Où est-il passé ? « En tout cas, il n’est pas chez nous », jure une source policière à Kinshasa. Près d’une semaine après son interpellation, Frédéric Boyenga Boyala, 56 ans, demeure introuvable.

« Il est arrivé à Kinshasa le dimanche [13 novembre] pour mener des contacts tout à fait transparents avec les membres de la Majorité présidentielle (MP) et ceux de l’opposition », raconte à Jeune Afrique Olivier Meskens Kufunga, secrétaire général de l’Union pour la République – Mouvement national (Unir-MN), parti politique dirigé par Frédéric Boyenga.

« Aujourd’hui, de sources sûres, nous savons qu’il a été arrêté par des gardes républicains aux alentours de minuit, dans la nuit de jeudi à vendredi [17 au 18 novembre] alors qu’il était en train de passer un coup de fil au niveau du restaurant de l’hôtel où il était logé à Kinshasa. Ces hommes sont ensuite montés chercher son garde du corps [Pablo Diumbu Ndjeka, lui aussi de nationalité française, ndrl] dans sa chambre où lui aussi était en train de discuter au téléphone, avec son petit-frère », poursuit Olivier Meskens Kufunga.

« Les recherches sont en cours »

« Nous ne savons toujours pas les motifs de cette arrestation. D’autant que Frédéric Boyenga n’est pas du tout clivant. Depuis des mois, il prône une position de synthèse, une troisième voie pour sortir de l’impasse politique en RDC. Il préconise par exemple un dialogue réellement inclusif, avec une médiation conduite par un conseil d’anciens, et appelle à ne pas se limiter à la problématique électorale : il faut des réformes clés parce que la crise est systémique », ajoute le secrétaire général de l’Unir – MN.

« Nous ne comprenons donc pas pourquoi ils l’ont arrêté. C’est un grand mystère », conclut-il, exigeant toutefois la « libération immédiate » de ce « père de famille », résidant à Amiens, en France. Frédéric Boyenga a trois enfants.

Interpellé le 19 septembre, l’opposant Moïse Moni Della, auteur de plusieurs lettres ouvertes appelant le président Joseph Kabila à quitter le pouvoir à la fin de son mandat, était resté introuvable pendant 48 heures avant d’être transféré au parquet général, puis à la prison de Makala.
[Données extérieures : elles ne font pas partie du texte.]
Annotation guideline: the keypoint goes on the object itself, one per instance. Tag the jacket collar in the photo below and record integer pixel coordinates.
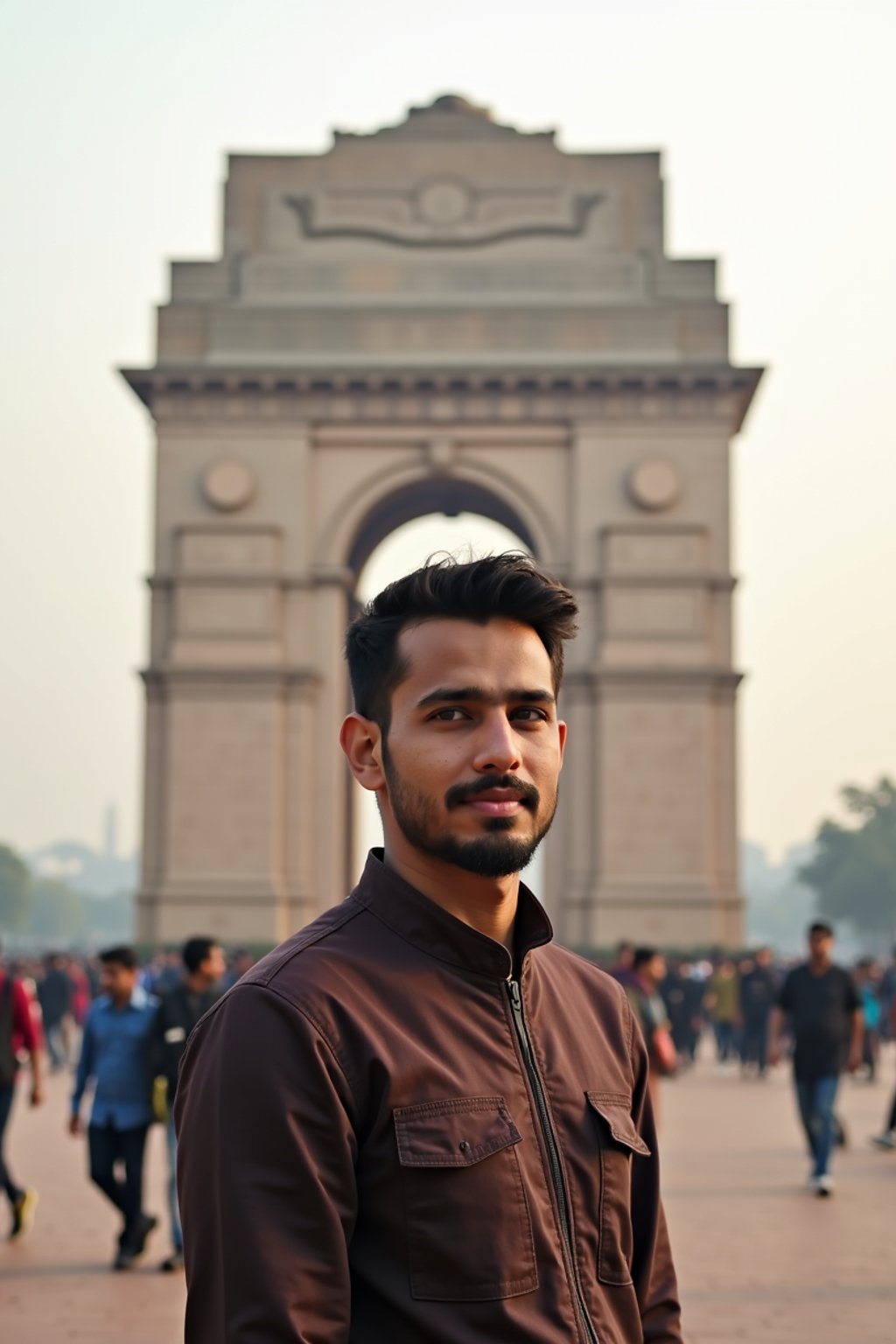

Depuis, son parti, les Conservateurs de la nature et démocrates (Conade), dénonce une « détention illégale » et exige sa « libération sans condition ».

L’ANR pointée du doigt

Concernant Frédéric Boyenga, qui détient la nationalité française, l’ambassade de France à Kinshasa a été saisie. « Les recherches sont en cours », souffle une source diplomatique dans la capitale congolaise, sans plus d’informations.

« Nous avons regardé les listes des détenus dans les cachots de la police, Frédéric Boyenga n’y est pas. Il se trouve sans doute dans les autres services de sécurité », explique un officier congolais de la police nationale à Kinshasa. « Nous continuons des recherches », assure-t-il.

« Ces derniers mois, l’Agence nationale de renseignement (ANR) a multiplié des enlèvements similaires. Récemment, des jeunes ont été arrêtés et conduits dans des destinations inconnues parce qu’ils portaient des t-shirts jaunes pour avertir le président Kabila de la fin de son mandat. Il faut chercher Frédéric Boyenga dans les cachots de l’ANR », pointe un opposant.

Nos tentatives pour recueillir la réaction de l’ANR n’ont pas abouti.